Lucky we had a healer with us.
Although from the heat of the unblinking glower searing the side of my face, someone wished we didn’t. I’d gone back to poking around on the laptop after Suyolak disappeared. We didn’t all sit around and discuss the meaning of it. What’s to say? He knew we were coming-we already knew that. He wanted to kill us-still no news. He wasn’t impressed by Rafferty. He was an egomaniacal genocidal killer; impressed or not, he wouldn’t show it. Egomaniacal genocidal killers rarely did. If they did, they’d be sensible, modest genocidal killers, and those were fucking hard to come by.
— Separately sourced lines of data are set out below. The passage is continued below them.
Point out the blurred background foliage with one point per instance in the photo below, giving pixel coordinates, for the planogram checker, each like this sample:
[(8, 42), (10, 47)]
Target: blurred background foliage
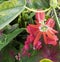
[(13, 32)]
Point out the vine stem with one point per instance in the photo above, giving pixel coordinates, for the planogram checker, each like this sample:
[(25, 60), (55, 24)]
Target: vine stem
[(36, 10), (56, 18), (58, 7)]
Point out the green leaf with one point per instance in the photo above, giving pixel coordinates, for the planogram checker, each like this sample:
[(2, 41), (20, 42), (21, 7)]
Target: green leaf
[(9, 11), (46, 60), (10, 36), (37, 4)]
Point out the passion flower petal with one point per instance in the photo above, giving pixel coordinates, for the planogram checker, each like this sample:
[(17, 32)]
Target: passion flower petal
[(50, 22)]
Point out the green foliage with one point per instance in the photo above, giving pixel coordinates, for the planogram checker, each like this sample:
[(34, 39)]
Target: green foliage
[(9, 37), (37, 4), (8, 12)]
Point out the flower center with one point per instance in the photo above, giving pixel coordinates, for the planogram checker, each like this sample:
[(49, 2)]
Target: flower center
[(43, 28)]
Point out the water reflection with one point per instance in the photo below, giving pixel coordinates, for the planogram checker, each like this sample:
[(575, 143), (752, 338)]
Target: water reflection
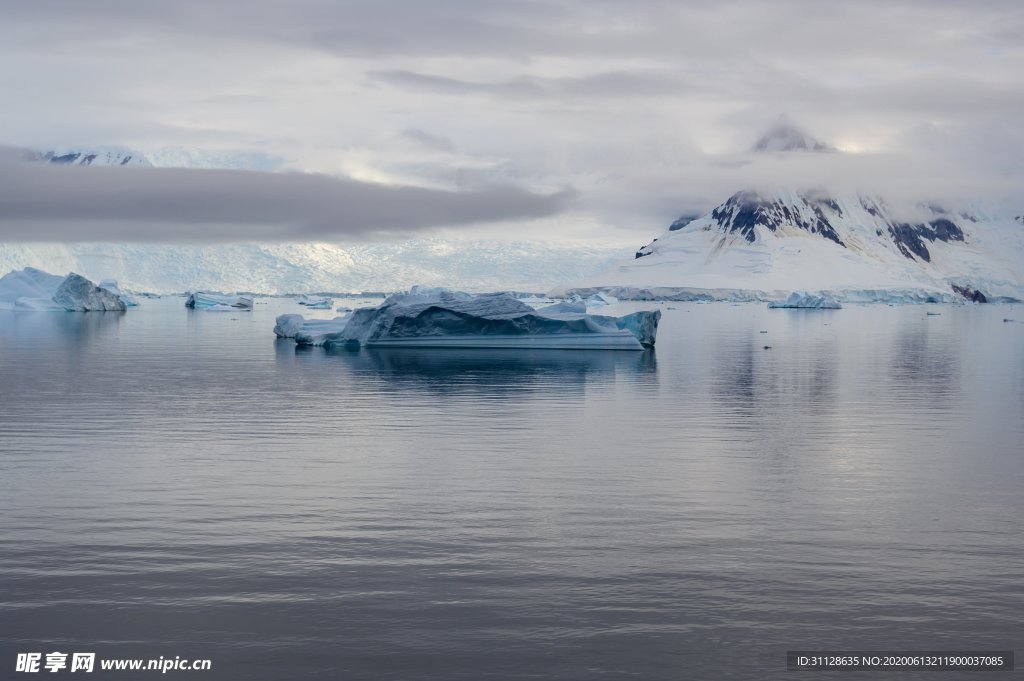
[(495, 372)]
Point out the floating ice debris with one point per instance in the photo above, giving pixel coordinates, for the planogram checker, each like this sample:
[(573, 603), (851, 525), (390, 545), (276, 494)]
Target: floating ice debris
[(311, 331), (216, 301), (804, 300), (315, 302), (436, 317), (112, 286), (32, 289), (600, 299)]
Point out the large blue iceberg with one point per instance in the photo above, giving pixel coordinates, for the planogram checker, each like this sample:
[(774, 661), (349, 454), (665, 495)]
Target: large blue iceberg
[(436, 317), (32, 289)]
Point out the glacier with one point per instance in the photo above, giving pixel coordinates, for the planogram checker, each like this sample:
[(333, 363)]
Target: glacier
[(438, 317), (35, 290), (805, 300)]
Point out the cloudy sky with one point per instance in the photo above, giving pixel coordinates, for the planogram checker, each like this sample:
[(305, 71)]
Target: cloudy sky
[(595, 119)]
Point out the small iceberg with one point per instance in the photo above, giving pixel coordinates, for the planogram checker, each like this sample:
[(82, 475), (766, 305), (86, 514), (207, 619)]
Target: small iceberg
[(34, 290), (804, 300), (217, 302), (315, 302), (311, 332), (437, 317), (111, 285), (600, 299)]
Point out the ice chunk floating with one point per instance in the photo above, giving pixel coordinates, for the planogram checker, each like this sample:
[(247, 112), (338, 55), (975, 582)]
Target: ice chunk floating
[(32, 289), (217, 301), (315, 302), (434, 317)]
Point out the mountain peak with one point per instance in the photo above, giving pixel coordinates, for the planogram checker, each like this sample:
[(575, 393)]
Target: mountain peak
[(784, 136), (98, 156)]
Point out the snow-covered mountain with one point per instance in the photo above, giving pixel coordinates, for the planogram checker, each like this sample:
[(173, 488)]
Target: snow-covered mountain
[(98, 156), (761, 246), (279, 268), (764, 245)]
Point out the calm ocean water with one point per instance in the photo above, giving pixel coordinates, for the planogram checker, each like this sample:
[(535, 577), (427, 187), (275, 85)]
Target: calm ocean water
[(181, 483)]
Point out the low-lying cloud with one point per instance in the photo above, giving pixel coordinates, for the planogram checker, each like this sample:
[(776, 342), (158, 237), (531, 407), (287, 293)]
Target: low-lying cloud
[(43, 202)]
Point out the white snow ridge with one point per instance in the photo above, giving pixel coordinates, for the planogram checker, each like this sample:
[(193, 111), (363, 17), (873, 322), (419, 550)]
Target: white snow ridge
[(762, 246)]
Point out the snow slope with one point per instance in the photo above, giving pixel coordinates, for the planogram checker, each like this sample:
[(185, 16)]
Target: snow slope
[(279, 268), (302, 267), (763, 246)]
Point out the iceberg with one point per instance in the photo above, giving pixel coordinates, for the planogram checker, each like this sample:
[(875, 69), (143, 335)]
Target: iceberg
[(600, 299), (437, 317), (217, 301), (112, 286), (315, 302), (804, 300), (32, 289), (308, 332)]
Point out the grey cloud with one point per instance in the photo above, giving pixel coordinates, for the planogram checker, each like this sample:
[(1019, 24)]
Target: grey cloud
[(428, 139), (601, 84), (40, 202), (640, 104)]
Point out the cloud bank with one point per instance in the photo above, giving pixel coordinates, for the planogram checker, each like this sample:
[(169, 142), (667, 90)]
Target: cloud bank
[(644, 107), (43, 202)]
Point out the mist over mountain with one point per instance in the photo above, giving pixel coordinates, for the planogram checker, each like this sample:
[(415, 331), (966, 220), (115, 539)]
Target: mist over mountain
[(763, 243)]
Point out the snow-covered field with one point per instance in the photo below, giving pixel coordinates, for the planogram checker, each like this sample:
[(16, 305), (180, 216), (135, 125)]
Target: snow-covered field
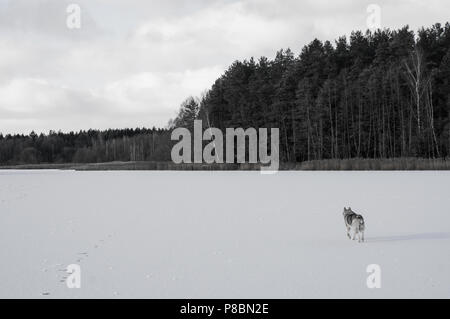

So, no discussion needed. Niko drove on, leaving Illinois behind us as the Lincoln dipped south toward Omaha, Nebraska. Googled five dead there-same as what had hit me: viral pneumonia. I’d thought it before; I’d think it again, but, goddamnit, if he was doing all this now, what the hell would he do if he got out of that coffin? They were futile, poisonous thoughts and I gave up on them before they drove me nuts. Besides, I had a distraction to help me out there.
I had to make an effort not to raise a hand and feel the side of my face to make sure it wasn’t melting from the acid gaze. Finally, I couldn’t take it anymore. I turned to face the yellow eyes, radioactive twin suns of absolutely nuclear pissiness aimed at me-which was unusual for Catcher. He was the happiest damn Wolf I’d ever run across. Lassie had nothing on him. He was happy, cheerful, probably a Boy Scout as a kid-well, considering what he was, a Cub Scout. But with the current situation, I could understand the change in mood. “Look, I’m sorry, okay? If he were my cousin, I’d be mad as hell that anyone got him involved in this mess too.” Rafferty was asleep again. He’d driven all night, healed me, and destroyed millions of hyperdeadly mutated germs floating in the parking lot and office. A helluva thing to see-that crimson explosion-but also a helluva drain on your resources, Wolf stamina or not.